All languages exhibit differences between the speech of males and females, extending in differing degree across grammar, including phonetics and stylistics. In Japanese, for instance, women’s speech is markedly different from that of men, to the point that women resort to a special subset of grammatical categories when speaking (for example, the consistent use of the passive mood instead of the active that is characteristic of honorific language for both sexes).

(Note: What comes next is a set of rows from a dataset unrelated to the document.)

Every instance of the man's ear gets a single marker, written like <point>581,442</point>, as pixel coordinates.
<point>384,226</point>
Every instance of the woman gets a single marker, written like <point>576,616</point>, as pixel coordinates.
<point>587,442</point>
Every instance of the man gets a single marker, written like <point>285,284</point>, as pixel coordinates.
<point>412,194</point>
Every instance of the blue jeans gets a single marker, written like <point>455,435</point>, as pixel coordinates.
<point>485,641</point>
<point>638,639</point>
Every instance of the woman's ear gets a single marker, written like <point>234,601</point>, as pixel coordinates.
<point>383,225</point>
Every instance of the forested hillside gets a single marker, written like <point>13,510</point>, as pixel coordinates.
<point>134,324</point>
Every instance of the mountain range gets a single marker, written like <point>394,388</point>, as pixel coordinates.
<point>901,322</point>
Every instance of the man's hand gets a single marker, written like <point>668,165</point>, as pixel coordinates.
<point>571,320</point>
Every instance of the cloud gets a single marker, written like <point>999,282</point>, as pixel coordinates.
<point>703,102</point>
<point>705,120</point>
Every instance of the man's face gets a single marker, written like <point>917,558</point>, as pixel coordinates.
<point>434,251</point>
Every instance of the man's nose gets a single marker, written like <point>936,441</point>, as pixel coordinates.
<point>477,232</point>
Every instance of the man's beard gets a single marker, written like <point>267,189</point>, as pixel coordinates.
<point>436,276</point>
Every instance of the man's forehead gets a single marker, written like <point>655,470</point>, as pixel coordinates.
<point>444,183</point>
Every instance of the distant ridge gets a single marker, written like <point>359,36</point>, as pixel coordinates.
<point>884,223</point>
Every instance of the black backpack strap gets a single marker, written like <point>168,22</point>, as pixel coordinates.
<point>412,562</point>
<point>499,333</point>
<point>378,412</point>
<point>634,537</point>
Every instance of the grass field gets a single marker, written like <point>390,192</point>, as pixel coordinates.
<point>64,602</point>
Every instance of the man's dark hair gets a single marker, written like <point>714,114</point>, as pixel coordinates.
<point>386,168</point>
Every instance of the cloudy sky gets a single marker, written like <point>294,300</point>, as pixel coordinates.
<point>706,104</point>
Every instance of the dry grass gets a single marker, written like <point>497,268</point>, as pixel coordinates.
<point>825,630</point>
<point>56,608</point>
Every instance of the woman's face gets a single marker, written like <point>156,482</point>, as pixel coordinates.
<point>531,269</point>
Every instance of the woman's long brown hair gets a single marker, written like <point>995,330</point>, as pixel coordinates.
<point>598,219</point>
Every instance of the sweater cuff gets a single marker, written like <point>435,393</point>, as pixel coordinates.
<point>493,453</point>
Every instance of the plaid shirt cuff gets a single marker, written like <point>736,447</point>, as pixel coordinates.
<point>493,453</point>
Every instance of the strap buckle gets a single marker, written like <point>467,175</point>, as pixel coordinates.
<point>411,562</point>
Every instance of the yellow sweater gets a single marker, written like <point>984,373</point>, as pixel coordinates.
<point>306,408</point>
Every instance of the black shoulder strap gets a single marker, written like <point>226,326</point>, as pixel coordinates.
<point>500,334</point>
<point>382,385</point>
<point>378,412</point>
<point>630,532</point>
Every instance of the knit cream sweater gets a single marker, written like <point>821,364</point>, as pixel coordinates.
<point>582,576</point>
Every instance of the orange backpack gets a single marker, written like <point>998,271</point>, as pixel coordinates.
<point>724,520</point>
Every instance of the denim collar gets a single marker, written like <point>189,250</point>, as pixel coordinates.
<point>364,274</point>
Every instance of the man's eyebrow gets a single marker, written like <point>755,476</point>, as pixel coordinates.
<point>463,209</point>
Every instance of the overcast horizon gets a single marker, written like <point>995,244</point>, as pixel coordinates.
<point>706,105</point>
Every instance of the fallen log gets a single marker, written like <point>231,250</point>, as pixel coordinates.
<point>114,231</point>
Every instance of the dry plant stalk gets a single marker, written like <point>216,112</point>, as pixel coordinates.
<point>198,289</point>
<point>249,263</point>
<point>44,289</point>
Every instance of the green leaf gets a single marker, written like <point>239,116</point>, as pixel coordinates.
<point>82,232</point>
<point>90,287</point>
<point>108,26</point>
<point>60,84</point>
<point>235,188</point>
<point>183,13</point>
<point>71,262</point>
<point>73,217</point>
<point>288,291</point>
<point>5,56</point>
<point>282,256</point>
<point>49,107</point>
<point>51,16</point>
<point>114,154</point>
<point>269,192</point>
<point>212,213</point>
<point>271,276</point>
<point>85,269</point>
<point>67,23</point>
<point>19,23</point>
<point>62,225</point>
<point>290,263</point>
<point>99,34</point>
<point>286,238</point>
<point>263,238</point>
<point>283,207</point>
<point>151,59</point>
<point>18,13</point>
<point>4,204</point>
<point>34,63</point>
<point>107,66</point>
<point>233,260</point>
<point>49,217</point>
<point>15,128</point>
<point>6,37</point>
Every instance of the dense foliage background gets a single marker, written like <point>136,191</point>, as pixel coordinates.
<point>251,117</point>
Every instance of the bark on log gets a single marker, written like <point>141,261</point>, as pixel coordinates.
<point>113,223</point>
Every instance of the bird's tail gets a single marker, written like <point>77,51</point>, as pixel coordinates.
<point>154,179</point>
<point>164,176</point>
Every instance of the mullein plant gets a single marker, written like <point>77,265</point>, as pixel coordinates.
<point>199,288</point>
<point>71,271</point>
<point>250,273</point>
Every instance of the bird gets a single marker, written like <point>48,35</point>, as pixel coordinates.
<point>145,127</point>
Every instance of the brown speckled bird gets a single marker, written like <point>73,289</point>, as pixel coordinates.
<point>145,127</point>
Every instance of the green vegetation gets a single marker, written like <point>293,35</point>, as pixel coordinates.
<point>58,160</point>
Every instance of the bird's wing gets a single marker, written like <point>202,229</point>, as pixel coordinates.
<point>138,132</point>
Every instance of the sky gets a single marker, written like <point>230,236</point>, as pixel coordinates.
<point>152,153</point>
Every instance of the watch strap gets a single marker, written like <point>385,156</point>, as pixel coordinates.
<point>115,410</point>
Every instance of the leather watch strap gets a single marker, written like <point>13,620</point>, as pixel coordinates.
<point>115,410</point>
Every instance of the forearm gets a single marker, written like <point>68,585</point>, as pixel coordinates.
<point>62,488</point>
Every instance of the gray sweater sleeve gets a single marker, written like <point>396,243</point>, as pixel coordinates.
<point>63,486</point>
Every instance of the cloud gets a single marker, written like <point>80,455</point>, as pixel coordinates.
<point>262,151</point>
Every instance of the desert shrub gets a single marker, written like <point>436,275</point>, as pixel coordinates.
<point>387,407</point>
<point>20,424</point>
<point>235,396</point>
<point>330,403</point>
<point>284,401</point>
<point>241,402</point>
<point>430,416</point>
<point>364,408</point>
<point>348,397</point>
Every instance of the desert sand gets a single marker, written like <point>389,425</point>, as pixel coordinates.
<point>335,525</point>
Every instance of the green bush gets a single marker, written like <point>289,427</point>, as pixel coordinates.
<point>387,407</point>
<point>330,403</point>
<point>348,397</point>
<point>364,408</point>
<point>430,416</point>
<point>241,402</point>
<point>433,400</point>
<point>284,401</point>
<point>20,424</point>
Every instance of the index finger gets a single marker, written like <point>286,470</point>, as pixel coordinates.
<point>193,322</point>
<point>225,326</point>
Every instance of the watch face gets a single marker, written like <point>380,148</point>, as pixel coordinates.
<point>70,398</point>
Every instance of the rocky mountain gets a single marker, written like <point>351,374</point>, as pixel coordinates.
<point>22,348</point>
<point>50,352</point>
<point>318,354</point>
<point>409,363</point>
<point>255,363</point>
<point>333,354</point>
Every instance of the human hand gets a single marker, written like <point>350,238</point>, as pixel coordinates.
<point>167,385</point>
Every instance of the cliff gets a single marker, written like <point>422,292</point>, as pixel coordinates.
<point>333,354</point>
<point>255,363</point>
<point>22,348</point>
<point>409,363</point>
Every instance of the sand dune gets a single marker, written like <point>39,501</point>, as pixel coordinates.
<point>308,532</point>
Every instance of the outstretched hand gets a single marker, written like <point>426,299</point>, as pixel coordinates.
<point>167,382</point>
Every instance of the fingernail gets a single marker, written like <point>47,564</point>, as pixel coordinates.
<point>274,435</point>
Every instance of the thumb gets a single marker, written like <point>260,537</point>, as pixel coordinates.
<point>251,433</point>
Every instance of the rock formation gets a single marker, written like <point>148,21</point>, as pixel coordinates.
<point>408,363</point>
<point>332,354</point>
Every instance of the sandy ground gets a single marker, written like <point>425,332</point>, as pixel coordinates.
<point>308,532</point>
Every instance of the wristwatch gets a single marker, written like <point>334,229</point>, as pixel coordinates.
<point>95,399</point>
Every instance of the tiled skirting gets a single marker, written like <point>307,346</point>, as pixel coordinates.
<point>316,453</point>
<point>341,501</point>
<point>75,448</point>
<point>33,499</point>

When speaking, both men and women do other things with their bodies beside utter words: they gesticulate with their hands, raise their eyebrows, open their eye sockets beyond normal size, take sharp intakes of breath, hunch their shoulders, nod their heads up and down or side to side, etc. Among speakers of contemporary American English, the paralinguistic gap between males and females has been widening for some time: women’s speech today is accompanied by much more paralinguistic behavior than is that of men. All one need do to be convinced of this is to spend some time observing women talking––particularly to each other and without the participation of male interlocutors––preferably without their being aware of being observed.

What these various paralinguistic features mean is a difficult question to answer, although there have been numerous attempts to catalogue and analyze them in the sociolinguistic and semiotic literature (incl. whole monographs devoted to these phenomena). From the point of view of semiosis, the paralinguistic signs are iconic indexes, but it is not at all clear if there is a pattern informing the gestures that accompany speech. Some speakers clearly evince paralinguistic idiosyncrasies, i. e., movements that are peculiar either to them alone or to them as members of certain groups (like families). But overall, when it comes to American females of all ages, these movements are much more frequent, specialized, and overt in their behavior than they are in the paralinguistics of males. This is the sort of behavior that tends to confirm the cliché about women being generally more “expressive”––or even “emotional”––than men. Vive la différence!